Le danger de tous les tiers-lieux c’est que les gens ne fassent que se croiser. Il faut réussir à faire que les usagers ne partagent pas uniquement le lieu, mais bien les différentes activités qui s’y trament. Avec les activités déjà mises en place, on croise tout type de public à La Traverse, qui se veut être le carrefour entre “la fin du mois” et “la fin du monde”.
Cela commence souvent par le repas avec les résidents de La Traverse. Ici, le seul lieu commun où on peut se faire à manger ou se faire chauffer de l’eau, c’est au café associatif. Et ça crée d’emblée des relations interpersonnelles.

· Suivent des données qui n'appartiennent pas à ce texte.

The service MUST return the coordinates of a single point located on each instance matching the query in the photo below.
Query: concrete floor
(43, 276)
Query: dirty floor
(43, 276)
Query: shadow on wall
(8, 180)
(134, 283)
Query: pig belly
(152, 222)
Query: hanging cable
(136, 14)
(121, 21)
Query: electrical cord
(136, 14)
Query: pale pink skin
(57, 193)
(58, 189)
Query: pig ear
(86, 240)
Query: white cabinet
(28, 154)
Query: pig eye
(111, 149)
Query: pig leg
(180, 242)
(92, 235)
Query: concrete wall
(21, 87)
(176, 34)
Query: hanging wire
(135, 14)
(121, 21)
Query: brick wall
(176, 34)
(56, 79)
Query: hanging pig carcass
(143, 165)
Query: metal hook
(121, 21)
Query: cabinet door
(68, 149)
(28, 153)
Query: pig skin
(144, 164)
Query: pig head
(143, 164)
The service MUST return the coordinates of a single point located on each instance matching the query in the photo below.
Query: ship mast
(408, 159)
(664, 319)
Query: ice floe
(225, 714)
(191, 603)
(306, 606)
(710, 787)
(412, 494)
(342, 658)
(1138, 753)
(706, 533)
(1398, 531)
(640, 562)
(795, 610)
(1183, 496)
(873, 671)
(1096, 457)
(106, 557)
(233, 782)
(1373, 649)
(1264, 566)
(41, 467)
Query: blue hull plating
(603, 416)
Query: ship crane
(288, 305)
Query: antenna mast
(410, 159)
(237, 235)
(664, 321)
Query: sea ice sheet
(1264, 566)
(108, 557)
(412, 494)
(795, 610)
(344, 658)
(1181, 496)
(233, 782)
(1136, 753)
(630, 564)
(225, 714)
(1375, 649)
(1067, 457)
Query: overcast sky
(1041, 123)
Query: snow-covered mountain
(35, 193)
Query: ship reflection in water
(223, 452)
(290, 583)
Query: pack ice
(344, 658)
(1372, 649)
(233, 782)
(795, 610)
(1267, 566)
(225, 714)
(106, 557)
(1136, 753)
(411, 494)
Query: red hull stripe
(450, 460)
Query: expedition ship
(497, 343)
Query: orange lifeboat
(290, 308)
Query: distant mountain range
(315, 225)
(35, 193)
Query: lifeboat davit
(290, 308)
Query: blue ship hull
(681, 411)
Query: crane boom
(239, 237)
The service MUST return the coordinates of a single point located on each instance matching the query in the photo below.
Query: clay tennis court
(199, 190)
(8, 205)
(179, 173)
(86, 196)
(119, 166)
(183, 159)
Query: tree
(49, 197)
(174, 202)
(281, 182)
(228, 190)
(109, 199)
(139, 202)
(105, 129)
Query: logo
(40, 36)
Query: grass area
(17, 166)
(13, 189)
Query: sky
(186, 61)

VIABILITÉ ÉCONOMIQUE : “BEAUCOUP DE FINANCEURS ONT, EUX AUSSI, ENVIE DE GENS QUI RÊVENT”
Quel est le modèle économique du lieu ?
Nous avons les subventions publiques, les loyers payés par les résidents, et les appels à projet auxquels nous répondons. Une fois les travaux achevés, nous allons développer une activité d’événements d’entreprise et la location de salles de réunion. Il faudra vraiment que ces activités fonctionnent car elles représentent une partie clé de notre modèle économique.
Parmi les acteurs privés, Veolia soutient notre travail sur l’emploi et AG2R accompagne notre Repair Café et notre travail sur l’accès au numérique.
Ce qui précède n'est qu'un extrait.